Des sanctions économiques renforcées
Parmi les mesures phares, les États-Unis ont décidé de rétablir des restrictions sur les envois de fonds (remesas) vers Cuba, limitant à 1 000 dollars par trimestre les transferts des Américains d'origine cubaine vers leurs familles. Cette décision vise à tarir une source importante de devises pour l'île. Par ailleurs, les voyages non familiaux vers Cuba sont à nouveau interdits, une mesure qui avait été assouplie sous l'administration Obama.
Le secrétaire d'État Mike Pompeo a justifié ces actions en déclarant : "Le peuple cubain mérite de vivre dans une démocratie, et nous ferons tout ce qui est en notre pouvoir pour que cela devienne une réalité." Il a également annoncé que les États-Unis intensifieraient leur soutien aux dissidents cubains et aux organisations de la société civile sur l'île.
Réactions à Cuba et dans le monde
Le gouvernement cubain a immédiatement condamné ces mesures, les qualifiant d'"acte d'agression" et de "violation du droit international". Dans un communiqué, le ministère cubain des Affaires étrangères a affirmé que "Cuba ne cédera jamais à la pression impérialiste" et que ces sanctions "ne feront que renforcer la détermination du peuple cubain à défendre sa souveraineté".

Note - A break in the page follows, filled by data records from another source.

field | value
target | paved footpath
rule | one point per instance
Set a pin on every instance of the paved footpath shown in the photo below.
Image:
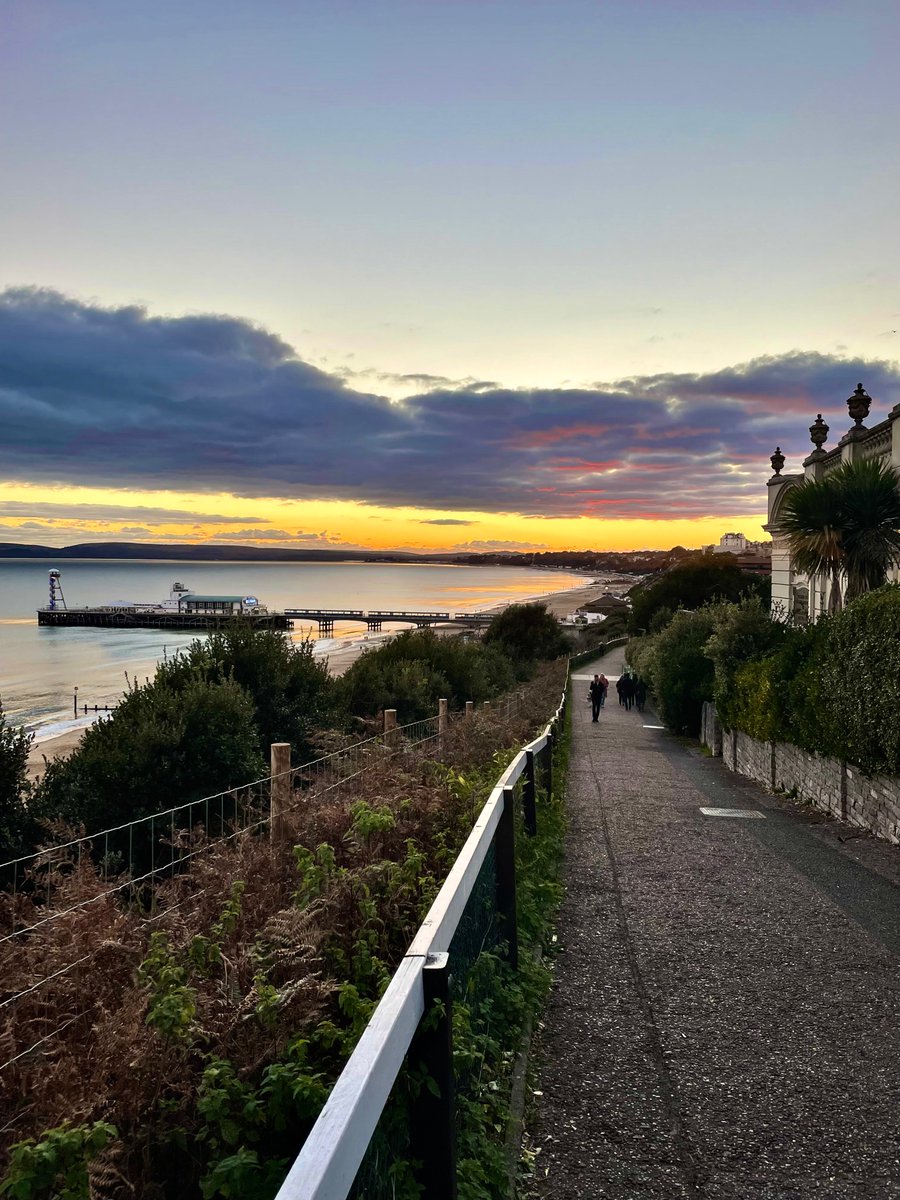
(725, 1019)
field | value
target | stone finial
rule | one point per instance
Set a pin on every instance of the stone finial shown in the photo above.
(819, 432)
(858, 405)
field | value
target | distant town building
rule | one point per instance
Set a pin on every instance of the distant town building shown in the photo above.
(793, 593)
(730, 544)
(751, 556)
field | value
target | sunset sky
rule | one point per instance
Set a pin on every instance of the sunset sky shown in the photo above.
(437, 275)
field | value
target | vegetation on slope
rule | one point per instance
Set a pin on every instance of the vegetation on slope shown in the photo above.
(211, 1018)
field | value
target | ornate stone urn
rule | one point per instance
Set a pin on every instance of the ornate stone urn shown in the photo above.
(819, 435)
(858, 405)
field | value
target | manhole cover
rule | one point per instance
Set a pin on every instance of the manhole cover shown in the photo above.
(733, 813)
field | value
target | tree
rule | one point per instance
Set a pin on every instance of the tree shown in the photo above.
(161, 748)
(847, 523)
(870, 522)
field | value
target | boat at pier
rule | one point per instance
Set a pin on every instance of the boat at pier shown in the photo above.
(183, 610)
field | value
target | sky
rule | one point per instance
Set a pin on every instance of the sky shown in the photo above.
(437, 275)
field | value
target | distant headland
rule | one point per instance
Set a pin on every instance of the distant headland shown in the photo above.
(637, 562)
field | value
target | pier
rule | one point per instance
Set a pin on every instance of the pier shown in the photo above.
(149, 618)
(327, 618)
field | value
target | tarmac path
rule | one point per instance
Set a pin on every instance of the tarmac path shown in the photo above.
(724, 1021)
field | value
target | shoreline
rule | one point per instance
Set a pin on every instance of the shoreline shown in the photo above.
(340, 659)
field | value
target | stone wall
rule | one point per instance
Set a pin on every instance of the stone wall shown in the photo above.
(871, 802)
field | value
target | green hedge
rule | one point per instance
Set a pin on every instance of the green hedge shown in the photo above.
(833, 689)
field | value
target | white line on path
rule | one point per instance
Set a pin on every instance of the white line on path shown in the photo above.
(733, 813)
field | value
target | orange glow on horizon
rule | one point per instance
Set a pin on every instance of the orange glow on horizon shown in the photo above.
(63, 515)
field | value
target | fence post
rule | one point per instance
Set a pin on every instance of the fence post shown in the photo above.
(505, 858)
(529, 809)
(433, 1119)
(390, 726)
(280, 793)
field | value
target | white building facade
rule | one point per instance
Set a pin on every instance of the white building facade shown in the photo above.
(793, 593)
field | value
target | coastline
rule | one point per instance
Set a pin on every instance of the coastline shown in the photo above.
(339, 660)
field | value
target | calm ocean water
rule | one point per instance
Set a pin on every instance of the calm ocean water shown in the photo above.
(40, 666)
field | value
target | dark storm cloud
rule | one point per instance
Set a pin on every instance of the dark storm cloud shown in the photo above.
(117, 513)
(91, 395)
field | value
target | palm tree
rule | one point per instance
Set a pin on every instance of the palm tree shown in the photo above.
(846, 523)
(810, 520)
(870, 522)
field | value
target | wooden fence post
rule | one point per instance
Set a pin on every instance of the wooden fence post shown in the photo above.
(529, 809)
(433, 1117)
(390, 726)
(505, 859)
(280, 793)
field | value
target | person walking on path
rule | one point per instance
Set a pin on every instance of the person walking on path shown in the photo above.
(597, 697)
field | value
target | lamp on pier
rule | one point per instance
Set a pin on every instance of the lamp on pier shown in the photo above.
(819, 435)
(858, 405)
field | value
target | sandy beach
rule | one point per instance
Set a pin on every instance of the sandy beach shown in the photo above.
(561, 604)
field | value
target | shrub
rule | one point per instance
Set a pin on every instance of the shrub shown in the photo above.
(161, 747)
(291, 690)
(742, 633)
(527, 631)
(846, 695)
(681, 671)
(691, 583)
(414, 670)
(15, 748)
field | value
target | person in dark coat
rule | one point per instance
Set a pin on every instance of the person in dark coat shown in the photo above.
(597, 697)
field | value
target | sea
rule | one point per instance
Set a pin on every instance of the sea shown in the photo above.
(42, 669)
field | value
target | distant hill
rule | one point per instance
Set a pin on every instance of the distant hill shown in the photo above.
(203, 552)
(637, 562)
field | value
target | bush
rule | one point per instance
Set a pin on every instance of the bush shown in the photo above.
(162, 747)
(291, 690)
(679, 670)
(742, 633)
(418, 667)
(15, 749)
(846, 695)
(527, 631)
(696, 581)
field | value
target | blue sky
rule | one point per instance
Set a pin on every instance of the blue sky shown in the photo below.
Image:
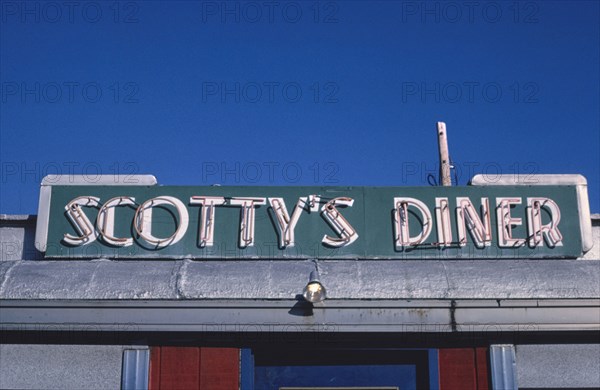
(296, 92)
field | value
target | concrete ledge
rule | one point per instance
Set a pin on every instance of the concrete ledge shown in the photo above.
(280, 279)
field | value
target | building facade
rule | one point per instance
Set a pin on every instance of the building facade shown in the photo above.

De nombreux pays d'Amérique latine ont exprimé leur inquiétude face à cette escalade. Le Mexique a appelé au dialogue, tandis que le Venezuela a dénoncé une "guerre économique". L'Union européenne, par la voix de son Haut Représentant Josep Borrell, a réaffirmé son opposition aux sanctions unilatérales et a appelé à une solution diplomatique.
Un contexte électoral tendu
Cette offensive contre Cuba intervient dans un contexte de campagne électorale américaine, où l'administration Trump cherche à mobiliser l'électorat cubano-américain de Floride, traditionnellement hostile au régime castriste. Les démocrates ont critiqué ces mesures, les jugeant contre-productives. Joe Biden a déclaré que "la politique de Trump envers Cuba est un échec et ne fait que renforcer le régime".
Les experts estiment que ces sanctions pourraient aggraver la crise économique à Cuba, déjà frappée par une pénurie de biens essentiels et une inflation galopante. Cependant, ils doutent qu'elles suffisent à provoquer un effondrement du régime, qui bénéficie du soutien de la Russie et de la Chine.
En conclusion, l'administration Trump semble déterminée à durcir sa ligne face à Cuba, quitte à s'isoler diplomatiquement. Le temps dira si cette stratégie portera ses fruits ou si elle renforcera le sentiment nationaliste cubain.